- Lucy, Louisiana Lucy, Louisiana
- Coordinates: 30°2′48″N 90°30′27″W﻿ / ﻿30.04667°N 90.50750°W
- Country: United States
- State: Louisiana
- Parish: St. John the Baptist
- Elevation: 13 ft (4.0 m)
- Time zone: UTC-6 (Central (CST))
- • Summer (DST): UTC-5 (CDT)
- ZIP code: 70049
- Area code: 985
- GNIS feature ID: 1627580
- FIPS code: 22-46405

= Lucy, Louisiana =

Unincorporated community in Louisiana

Lucy is an unincorporated community in St. John the Baptist Parish, in the U.S. state of Louisiana. The community is located less than 2 mi northwest of Gypsy and 3 mi east of Edgard.

==Le Meschacébé==
Between 1853 and 1942 a local newspaper was published containing legal notices, announcements and ads for local businesses.
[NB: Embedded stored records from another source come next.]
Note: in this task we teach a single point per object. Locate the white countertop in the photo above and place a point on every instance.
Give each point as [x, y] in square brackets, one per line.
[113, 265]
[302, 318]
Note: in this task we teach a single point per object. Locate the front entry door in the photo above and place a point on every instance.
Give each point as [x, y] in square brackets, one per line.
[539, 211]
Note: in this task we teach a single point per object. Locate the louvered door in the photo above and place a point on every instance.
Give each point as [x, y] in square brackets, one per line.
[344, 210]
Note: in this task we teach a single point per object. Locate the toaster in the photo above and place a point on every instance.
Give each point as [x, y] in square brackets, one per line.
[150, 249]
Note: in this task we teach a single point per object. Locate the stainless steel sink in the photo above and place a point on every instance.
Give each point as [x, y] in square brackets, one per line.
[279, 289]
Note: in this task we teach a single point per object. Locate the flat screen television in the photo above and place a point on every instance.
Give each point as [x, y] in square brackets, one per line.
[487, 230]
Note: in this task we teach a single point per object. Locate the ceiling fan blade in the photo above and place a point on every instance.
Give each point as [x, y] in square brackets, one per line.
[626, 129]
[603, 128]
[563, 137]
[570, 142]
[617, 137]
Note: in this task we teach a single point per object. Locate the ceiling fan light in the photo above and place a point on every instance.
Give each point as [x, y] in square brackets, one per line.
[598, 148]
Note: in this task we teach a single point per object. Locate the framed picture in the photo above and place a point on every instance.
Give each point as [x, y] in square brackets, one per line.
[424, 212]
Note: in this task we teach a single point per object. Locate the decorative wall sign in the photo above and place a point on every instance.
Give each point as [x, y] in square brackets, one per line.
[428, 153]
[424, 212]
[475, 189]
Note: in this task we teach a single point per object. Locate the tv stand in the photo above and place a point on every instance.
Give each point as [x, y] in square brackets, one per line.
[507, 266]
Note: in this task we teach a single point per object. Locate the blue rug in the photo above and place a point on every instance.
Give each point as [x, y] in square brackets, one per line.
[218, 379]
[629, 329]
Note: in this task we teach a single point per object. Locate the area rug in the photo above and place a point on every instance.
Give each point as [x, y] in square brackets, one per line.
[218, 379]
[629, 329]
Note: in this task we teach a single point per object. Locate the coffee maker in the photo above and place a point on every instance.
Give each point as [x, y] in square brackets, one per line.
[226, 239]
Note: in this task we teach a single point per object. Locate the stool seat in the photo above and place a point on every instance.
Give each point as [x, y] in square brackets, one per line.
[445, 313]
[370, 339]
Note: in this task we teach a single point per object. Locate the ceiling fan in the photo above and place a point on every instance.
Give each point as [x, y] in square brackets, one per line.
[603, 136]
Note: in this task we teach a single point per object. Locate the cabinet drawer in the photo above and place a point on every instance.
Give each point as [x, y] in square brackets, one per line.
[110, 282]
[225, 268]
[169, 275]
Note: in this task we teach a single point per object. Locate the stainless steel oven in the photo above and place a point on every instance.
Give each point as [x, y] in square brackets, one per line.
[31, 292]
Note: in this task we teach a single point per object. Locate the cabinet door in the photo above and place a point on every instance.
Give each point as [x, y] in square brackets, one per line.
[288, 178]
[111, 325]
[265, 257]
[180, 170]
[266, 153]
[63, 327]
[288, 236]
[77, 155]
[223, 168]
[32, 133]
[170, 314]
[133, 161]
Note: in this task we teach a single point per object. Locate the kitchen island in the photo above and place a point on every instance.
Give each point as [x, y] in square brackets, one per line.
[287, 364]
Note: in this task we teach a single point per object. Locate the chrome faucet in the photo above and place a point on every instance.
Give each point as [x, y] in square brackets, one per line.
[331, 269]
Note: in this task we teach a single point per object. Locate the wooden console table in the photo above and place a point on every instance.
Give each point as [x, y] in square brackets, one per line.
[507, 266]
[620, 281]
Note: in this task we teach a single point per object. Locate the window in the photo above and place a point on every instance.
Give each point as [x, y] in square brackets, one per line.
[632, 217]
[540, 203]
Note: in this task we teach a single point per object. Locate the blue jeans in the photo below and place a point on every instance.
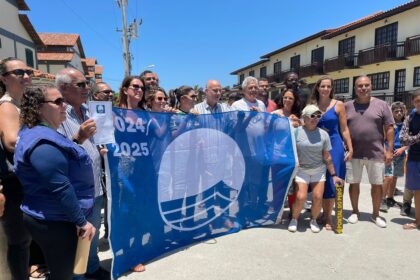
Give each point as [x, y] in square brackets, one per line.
[95, 219]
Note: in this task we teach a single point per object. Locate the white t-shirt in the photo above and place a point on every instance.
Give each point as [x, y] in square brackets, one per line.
[245, 105]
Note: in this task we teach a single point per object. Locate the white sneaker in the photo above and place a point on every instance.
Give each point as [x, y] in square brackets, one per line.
[379, 221]
[353, 219]
[314, 226]
[292, 225]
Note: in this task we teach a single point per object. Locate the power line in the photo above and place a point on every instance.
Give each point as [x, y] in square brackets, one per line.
[90, 26]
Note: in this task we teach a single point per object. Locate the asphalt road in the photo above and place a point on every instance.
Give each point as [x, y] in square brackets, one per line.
[363, 251]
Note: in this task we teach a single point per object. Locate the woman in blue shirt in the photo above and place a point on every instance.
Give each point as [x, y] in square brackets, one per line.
[57, 180]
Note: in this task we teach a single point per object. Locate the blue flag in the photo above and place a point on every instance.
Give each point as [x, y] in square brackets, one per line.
[178, 179]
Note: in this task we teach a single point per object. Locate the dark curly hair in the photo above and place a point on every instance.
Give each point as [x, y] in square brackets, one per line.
[151, 95]
[122, 97]
[32, 100]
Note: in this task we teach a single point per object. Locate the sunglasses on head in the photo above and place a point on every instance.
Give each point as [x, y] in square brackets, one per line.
[160, 98]
[136, 87]
[59, 101]
[19, 72]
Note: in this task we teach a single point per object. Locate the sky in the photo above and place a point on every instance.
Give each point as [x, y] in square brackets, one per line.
[188, 42]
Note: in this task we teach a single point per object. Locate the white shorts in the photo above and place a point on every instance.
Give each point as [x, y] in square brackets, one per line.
[375, 171]
[308, 176]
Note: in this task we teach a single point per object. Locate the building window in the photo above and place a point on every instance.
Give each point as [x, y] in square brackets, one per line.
[346, 46]
[379, 80]
[29, 57]
[263, 72]
[295, 63]
[386, 34]
[241, 78]
[317, 56]
[416, 80]
[341, 85]
[277, 67]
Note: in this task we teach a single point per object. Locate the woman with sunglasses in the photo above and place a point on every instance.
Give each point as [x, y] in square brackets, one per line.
[58, 193]
[131, 95]
[333, 121]
[313, 146]
[15, 75]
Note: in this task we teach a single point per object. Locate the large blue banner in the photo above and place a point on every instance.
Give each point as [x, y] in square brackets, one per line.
[178, 179]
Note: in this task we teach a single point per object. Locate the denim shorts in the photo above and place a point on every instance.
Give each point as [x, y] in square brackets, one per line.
[396, 168]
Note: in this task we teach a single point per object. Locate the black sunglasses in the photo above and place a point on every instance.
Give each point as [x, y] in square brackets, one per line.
[313, 116]
[136, 87]
[19, 72]
[107, 91]
[59, 101]
[83, 84]
[160, 98]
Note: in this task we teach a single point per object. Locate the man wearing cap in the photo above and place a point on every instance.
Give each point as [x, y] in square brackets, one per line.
[370, 121]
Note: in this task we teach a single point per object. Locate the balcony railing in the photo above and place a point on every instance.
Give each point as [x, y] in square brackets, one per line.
[310, 70]
[381, 53]
[340, 62]
[413, 45]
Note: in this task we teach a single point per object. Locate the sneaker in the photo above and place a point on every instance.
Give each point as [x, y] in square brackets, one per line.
[100, 274]
[405, 209]
[353, 219]
[314, 226]
[292, 225]
[384, 206]
[379, 221]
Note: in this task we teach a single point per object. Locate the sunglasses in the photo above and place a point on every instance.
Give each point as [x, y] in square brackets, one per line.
[315, 116]
[136, 87]
[59, 101]
[19, 72]
[107, 91]
[160, 98]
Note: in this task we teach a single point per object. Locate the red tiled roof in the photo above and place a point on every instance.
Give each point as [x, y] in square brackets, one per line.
[90, 61]
[22, 5]
[58, 39]
[98, 69]
[55, 56]
[30, 29]
[372, 18]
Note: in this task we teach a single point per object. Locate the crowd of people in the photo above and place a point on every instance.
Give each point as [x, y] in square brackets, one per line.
[46, 205]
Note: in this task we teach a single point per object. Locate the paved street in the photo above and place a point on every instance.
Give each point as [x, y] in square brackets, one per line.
[363, 251]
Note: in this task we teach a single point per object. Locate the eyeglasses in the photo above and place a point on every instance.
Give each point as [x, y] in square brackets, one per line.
[83, 84]
[315, 116]
[135, 87]
[107, 91]
[19, 72]
[59, 101]
[160, 98]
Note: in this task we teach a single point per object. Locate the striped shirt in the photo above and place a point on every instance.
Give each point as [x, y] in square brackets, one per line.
[205, 108]
[69, 128]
The newspaper was named after the French spelling of the word "Mississippi". What made this newspaper unique was that it was written in the local Kouri-Vini dialect.

==German coast stockades==
Around 1722 German settlers migrated to this area and named it Karlstein. The settlers built several palisades to protect their families from Native American attacks. The other four locations have never been found.